Infine, ma non meno importante, le illustrazioni hanno un valore artistico. Possono aiutare chi legge a cogliere il colore, il tratto, le diverse tecniche utilizzate e a immergersi nella storia. Non sono dunque solo elementi decorativi, ma possono arricchire la lettura con un valore culturale.
Le immagini possono migliorare anche la memoria sfruttando i meccanismi cognitivi legati alla visualizzazione, alla socializzazione e all’emozione, in quanto il nostro cervello elabora le immagini più velocemente di come elabora un testo, inoltre le informazioni visive rimangono impresse più a lungo rispetto a quelle verbali. Ancora le immagini aiutano a collegare le nuove informazioni a conoscenze già note, facilitandone così il ricordo.
Non dimentichiamo che con l’ausilio delle immagini possiamo anche introdurre tematiche importanti come la morte, la diversità, la parità di genere, l’amore, l’amicizia e molte altre, e dare spunti di riflessione ai bambini e ai ragazzi perché possano, attraverso il disegno, esprimere sentimenti, idee, conoscenze, ossia possano utilizzare le immagini per comunicare il loro vissuto.
LE F IABE DI ANDERSEN: UN PONT E T RA FANTASIE E REALTÀ
Le fiabe di Hans Christian Andersen sono state scritte nell’800, ma in modo sorprendente riescono ancora a parlare al mondo attuale. Molte delle sue storie, anche se sembrano semplici fiabe per bambini, hanno significati profondi, toccano temi universali che oggi sono più attuali che mai.
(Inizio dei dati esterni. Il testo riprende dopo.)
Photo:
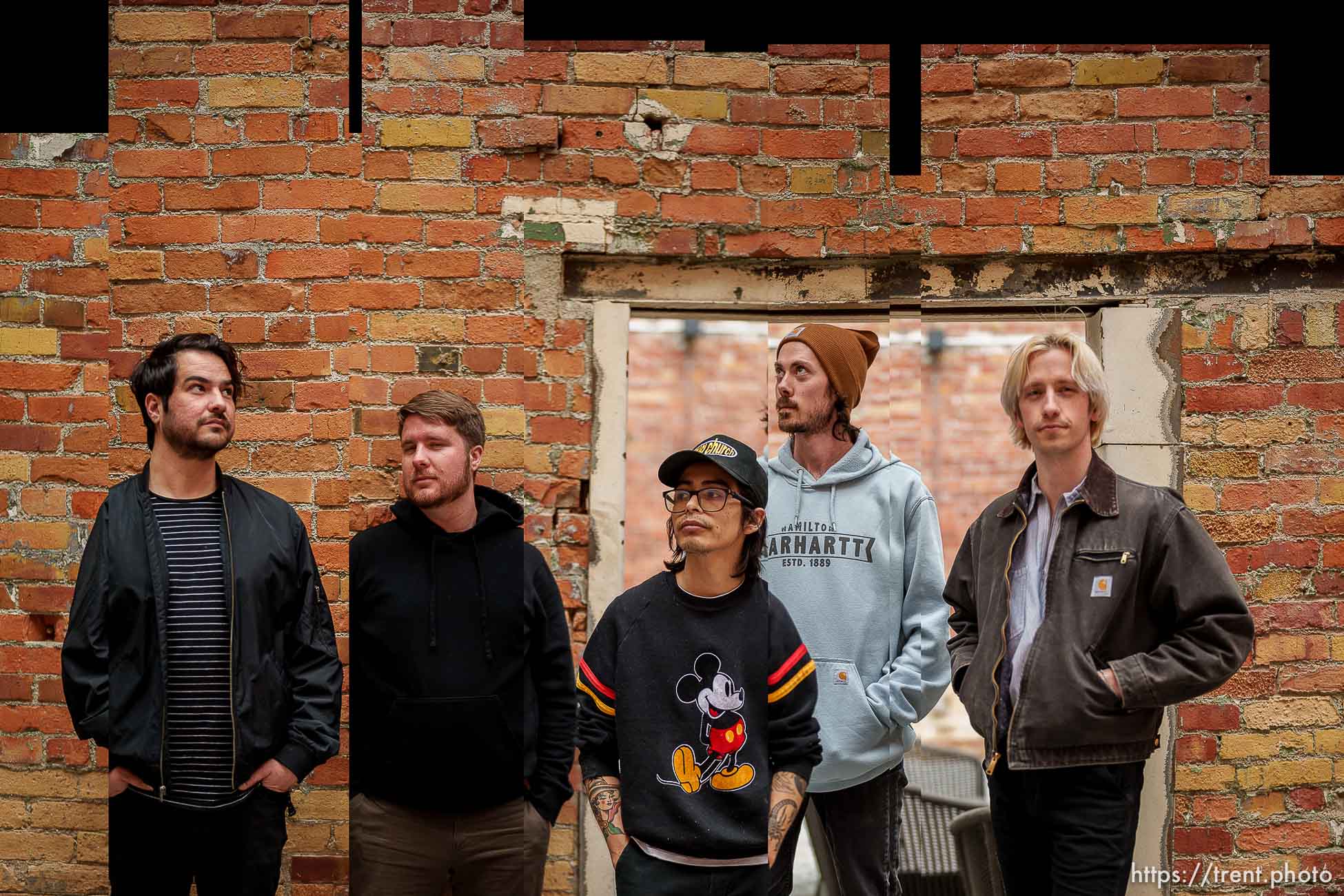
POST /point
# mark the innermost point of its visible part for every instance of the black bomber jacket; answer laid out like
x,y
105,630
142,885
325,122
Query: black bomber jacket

Le fiabe di Andersen, con le loro immagini vivide e i messaggi profondi, sono strumenti ideali per sviluppare il pensiero critico. Ogni simbolo, come la sirenetta muta, l’anatroccolo escluso, l’imperatore nudo, cela questioni morali, sociali e psicologiche che possono diventare un invito, un’occasione per alunni e alunne a porsi domande e a confrontarsi con i pari su diversi punti di vista.
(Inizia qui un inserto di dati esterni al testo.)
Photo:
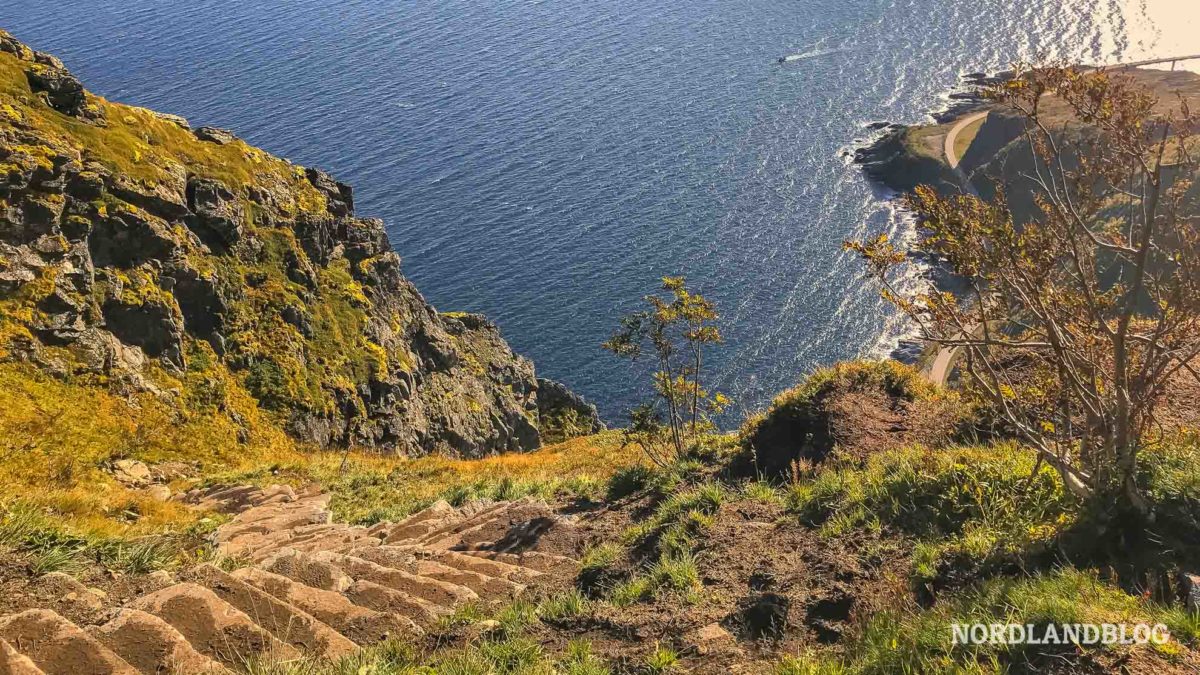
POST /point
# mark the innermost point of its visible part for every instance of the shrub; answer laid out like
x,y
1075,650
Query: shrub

L’insegnante, ogni mese, attraverso una frase dell’autore e un’immagine che rappresenta la fiaba, può introdurre il tema suggerito per avvicinare e approfondire tematiche importanti quali la diversità, la parità di genere, la morte, il bullismo e altre ancora. Sarà l’insegnante ad attivare confronti, dibattiti, proporre attività di scrittura creativa, avviare discussioni etiche, collegare tematiche relative all’Educazione civica, come ad esempio quella su diritti e doveri.
Le stesse fiabe possono essere lette, drammatizzate, illustrate, collegate a film o notizie attuali, utilizzate come spunto per introdurre argomenti di storia, filosofia e arte.
La vita di per sé è la favola più fantastica.